OW: Are you comfortable talking about this comedy festival that you’ve been planning? Where are you with that?
TF: Yeah, it’s in the early planning stages right now. I think it’s gonna happen, regardless. The only question is who’s willing to be a sponsor of the event and who will headline the event. … It’s called the Orlando Independent Comedy Festival. We’re aiming for the end of September.
OW: Most people that are into comedy know that it’s New York or L.A. as far as places to get known. How do you see the Orlando comedy scene, burgeoning as it is, feeding into that? Do you think it’ll be kind of a feeder system where people that get known here go off to those places?
TF: It’ll be more of that. Just because you can’t get the same opportunities and you can’t see the same – you can’t pop into a place and see John Mulaney working on jokes. I don’t think it’ll ever be a New York or L.A., but what it could be is a Chicago. There’s a few guys, Pete Holmes, Kyle Kinane, Kumail Nanjiani, T.J. Miller – a few of those guys all started around the same time in Chicago and they kind of started at this time in Chicago when no one was really coming to see standup. And by the time they left, they had built a solid scene. That’s kind of how it feels here. A year ago, I could not have done the Will’s Pub show here because I wouldn’t have had enough guys who were good enough to do it. But in that year, they’ve gotten much better. So now it’s worth $5 or $6 to see these 5 guys doing their best stuff. The way it’s going, I think it could be, “Oh, Orlando in that period pumped out a few really good comics.” Maybe nobody that ever reaches the Louis C.K. range, but maybe like a lot of guys that have Comedy Central specials or are – in the comedy world – are big or well-known, but not to the general public or whatever. And as standup overall just keeps growing throughout the U.S., that could change things.

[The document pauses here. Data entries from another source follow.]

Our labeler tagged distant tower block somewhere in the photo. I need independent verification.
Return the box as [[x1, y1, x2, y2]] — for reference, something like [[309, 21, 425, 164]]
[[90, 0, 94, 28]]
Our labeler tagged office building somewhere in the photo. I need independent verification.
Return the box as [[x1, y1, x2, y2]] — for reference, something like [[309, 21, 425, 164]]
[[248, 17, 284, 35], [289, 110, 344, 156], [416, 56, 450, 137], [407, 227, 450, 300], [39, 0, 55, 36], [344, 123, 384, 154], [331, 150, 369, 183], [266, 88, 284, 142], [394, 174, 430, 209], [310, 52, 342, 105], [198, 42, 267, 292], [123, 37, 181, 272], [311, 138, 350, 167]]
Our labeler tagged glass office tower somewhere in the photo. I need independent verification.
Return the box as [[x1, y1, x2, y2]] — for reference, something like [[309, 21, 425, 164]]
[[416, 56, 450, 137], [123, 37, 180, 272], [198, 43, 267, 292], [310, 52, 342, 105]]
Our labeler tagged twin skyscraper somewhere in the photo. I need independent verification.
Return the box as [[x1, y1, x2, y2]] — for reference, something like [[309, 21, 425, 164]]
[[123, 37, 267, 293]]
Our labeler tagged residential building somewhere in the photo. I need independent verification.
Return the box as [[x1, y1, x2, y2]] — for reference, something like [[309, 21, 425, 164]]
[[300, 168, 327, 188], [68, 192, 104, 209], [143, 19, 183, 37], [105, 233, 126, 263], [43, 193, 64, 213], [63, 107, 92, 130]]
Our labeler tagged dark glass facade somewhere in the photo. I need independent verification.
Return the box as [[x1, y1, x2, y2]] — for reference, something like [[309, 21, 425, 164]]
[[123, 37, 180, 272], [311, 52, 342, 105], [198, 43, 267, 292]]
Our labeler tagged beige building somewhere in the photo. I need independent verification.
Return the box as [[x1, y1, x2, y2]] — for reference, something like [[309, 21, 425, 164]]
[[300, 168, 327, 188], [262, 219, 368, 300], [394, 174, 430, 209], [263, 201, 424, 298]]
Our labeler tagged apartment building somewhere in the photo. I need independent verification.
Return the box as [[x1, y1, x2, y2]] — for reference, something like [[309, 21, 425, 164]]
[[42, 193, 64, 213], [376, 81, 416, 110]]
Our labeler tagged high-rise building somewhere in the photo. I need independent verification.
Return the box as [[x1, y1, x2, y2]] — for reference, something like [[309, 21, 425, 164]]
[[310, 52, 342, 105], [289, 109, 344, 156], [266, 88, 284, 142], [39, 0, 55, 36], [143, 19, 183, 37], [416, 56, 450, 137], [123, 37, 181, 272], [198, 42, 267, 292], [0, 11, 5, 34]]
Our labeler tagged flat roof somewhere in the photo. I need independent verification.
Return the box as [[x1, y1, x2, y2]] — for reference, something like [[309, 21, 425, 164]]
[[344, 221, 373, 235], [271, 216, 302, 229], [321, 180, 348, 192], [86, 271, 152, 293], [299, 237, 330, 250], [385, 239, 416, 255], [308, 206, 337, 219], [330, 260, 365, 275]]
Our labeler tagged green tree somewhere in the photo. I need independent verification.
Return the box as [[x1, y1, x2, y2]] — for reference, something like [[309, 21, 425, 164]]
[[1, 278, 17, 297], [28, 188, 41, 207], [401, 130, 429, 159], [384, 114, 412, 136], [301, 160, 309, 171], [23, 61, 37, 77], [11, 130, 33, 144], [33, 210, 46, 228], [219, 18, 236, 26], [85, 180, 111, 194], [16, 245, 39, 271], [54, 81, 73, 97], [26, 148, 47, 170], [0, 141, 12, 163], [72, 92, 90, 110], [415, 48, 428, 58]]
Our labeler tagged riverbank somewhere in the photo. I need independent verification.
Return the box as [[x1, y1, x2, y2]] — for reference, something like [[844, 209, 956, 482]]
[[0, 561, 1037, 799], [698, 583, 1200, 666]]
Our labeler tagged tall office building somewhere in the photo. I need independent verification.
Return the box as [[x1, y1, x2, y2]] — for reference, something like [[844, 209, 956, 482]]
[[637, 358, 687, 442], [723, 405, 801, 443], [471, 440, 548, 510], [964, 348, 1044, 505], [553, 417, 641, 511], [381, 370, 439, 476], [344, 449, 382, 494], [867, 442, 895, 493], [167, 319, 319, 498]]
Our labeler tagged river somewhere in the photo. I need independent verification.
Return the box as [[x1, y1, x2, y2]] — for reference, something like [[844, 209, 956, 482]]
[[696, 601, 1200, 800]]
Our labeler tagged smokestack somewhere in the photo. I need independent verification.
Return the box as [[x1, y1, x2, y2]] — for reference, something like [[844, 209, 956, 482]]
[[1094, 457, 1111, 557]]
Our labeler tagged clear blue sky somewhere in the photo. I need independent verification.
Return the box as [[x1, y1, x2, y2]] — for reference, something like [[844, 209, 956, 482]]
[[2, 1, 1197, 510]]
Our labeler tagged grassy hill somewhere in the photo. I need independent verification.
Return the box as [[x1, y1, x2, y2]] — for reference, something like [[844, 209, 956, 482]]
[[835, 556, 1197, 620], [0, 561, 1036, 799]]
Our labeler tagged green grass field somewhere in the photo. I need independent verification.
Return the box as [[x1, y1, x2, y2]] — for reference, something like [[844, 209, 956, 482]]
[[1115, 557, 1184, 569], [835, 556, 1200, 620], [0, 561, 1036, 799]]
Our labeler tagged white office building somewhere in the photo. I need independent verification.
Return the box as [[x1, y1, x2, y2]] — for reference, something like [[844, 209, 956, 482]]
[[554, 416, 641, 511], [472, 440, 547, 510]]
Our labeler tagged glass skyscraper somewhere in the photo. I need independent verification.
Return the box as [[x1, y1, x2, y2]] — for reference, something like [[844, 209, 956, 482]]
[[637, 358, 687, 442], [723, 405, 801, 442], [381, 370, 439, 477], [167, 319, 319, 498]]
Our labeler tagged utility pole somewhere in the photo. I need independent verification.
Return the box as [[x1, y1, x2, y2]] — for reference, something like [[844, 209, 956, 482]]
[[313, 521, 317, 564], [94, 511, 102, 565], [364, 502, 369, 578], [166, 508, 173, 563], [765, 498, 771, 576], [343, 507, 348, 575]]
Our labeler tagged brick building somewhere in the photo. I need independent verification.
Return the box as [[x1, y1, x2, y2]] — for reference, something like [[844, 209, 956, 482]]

OW: Or maybe, particularly with this festival idea, at least making Orlando a place that touring comics want to hit?
TF: Yeah, nobody really knows. People are just like, “Florida? It’s fuckin’ weird down there.” And there are parts where, yeah, it’s fuckin’ weird. But Orlando seems to have a burgeoning arts scene going on. So if we can just get that known, that at least Orlando is good, that’d be great.